Flow-Research · Abiorh001 · Jun 21, 2026 · Jun 21, 2026
diff --git a/examples/terminal_benchmark/LOCAL_VALIDATION_NOTES.md b/examples/terminal_benchmark/LOCAL_VALIDATION_NOTES.md
@@ -0,0 +1,92 @@
+# Terminal Benchmark Real API Drill Local Validation Notes
+
+This file records local validation notes for the Terminal Benchmark example
+drill. It is not Workstream internal-review evidence for a product chunk and
+does not make this example part of required CI.
+
+Date: 2026-06-15
+
+Example scope:
+
+- `examples/terminal_benchmark/terminal_benchmark_api_e2e.py`
+- historical local checker revision experiment, not included in this example
+- historical local checker tests, not included in this example
+
+Purpose:
+
+Use a real Terminal Benchmark reviewer fixture as a Week 1 and Week 2 API drill:
+
+- project and active guide creation
+- task screening, release, claim, and start
+- pre-submit checker feedback for intake
+- submission packet creation
+- submission lock
+- automatic durable checker gate
+- `review_pending`
+- `needs_revision`
+- fixed resubmission from revision state
+
+## Local Observations
+
+Engineering observations:
+
+- The default fixture path was private/local, and ambiguous fixture file
+  selection could hide mixed artifacts.
+- The pre-submit checker set and persisted fixture artifact/evidence contract
+  were under-asserted.
+- The example now requires an explicit `WORKSTREAM_TERMINAL_BENCH_FIXTURE`,
+  fails on ambiguous fixture matches, and asserts pre-submit checker set,
+  artifact manifest, evidence rows, hashes, sizes, labels, checker statuses,
+  and checker counts.
+
+QA observations:
+
+- Successful pre-submit non-durability and exact checker result counts were not
+  proven in the first local draft.
+- The fixed revision packet skipped pre-submit feedback in the first local draft.

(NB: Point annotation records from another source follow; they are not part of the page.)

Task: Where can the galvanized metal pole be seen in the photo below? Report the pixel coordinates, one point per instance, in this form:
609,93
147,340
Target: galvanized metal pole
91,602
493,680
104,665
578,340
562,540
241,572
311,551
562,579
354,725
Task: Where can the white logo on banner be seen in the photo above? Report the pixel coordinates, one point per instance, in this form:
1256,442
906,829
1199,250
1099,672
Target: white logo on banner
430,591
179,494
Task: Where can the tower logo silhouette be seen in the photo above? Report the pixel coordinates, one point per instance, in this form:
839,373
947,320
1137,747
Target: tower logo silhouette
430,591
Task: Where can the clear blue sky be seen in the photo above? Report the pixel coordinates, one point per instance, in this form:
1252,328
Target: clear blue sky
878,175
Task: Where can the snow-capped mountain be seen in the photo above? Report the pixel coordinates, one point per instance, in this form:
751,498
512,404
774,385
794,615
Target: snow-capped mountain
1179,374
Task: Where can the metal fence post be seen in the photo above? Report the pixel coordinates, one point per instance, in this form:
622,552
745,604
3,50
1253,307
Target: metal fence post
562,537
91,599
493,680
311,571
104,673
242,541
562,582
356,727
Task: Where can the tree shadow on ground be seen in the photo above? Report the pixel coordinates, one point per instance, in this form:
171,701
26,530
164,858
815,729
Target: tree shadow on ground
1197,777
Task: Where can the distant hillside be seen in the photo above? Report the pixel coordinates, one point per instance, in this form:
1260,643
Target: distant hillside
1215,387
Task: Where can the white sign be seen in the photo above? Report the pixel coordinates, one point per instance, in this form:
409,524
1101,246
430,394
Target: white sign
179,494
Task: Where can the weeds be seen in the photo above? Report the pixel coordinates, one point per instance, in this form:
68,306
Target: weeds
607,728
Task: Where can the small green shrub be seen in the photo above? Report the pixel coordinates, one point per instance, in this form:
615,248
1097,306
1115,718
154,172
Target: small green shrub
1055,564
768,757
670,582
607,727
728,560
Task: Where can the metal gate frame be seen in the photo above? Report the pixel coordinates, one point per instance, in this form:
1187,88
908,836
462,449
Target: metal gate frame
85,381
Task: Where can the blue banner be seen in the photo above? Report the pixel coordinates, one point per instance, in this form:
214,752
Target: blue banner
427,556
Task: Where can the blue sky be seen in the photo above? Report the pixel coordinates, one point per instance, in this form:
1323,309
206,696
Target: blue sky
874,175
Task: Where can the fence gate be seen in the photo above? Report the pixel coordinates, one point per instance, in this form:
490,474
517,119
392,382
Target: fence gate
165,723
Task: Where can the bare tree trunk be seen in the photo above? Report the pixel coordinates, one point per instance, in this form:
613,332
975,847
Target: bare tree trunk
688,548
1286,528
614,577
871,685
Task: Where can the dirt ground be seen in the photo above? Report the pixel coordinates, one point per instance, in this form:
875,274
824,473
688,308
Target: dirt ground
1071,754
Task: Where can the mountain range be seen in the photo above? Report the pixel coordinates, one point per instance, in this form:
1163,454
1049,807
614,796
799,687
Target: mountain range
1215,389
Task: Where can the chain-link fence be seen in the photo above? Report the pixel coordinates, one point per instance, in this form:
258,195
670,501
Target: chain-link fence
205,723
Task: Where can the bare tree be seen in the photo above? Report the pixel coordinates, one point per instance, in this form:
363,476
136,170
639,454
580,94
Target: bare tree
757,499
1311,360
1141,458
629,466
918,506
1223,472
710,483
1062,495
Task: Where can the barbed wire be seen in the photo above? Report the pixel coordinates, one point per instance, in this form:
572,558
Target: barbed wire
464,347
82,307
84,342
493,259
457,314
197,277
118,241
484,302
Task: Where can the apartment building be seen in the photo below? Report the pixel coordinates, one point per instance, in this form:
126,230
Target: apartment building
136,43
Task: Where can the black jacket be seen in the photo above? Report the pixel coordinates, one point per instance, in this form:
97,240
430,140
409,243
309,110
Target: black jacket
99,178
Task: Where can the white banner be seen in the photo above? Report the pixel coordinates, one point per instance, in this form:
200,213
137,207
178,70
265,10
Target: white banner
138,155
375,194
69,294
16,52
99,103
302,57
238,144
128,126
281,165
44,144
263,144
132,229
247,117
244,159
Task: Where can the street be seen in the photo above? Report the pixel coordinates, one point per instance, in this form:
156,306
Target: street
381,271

+- The example asserts no durable submissions are created by pre-submit checks,
+  exact run counters and statuses match expectations, and the fixed revision
+  packet runs pre-submit feedback before v2 submission.
+
+Security observations:
+
+- An inherited non-local database override could allow writes outside local test
+  Postgres.
+- Fixture paths could leak through persisted identifiers or normal success
+  output.
+- The example uses a strict local-only Postgres guard, derives a stable fixture
+  id from content hashes, persists sanitized fixture identifiers, and normal
+  success output does not print the absolute fixture path.
+
+Product/ops observations:
+
+- Demo worker profile bootstrap could be confused with canonical workflow.
+- Locked wording used time-relative and external-tool-specific phrasing.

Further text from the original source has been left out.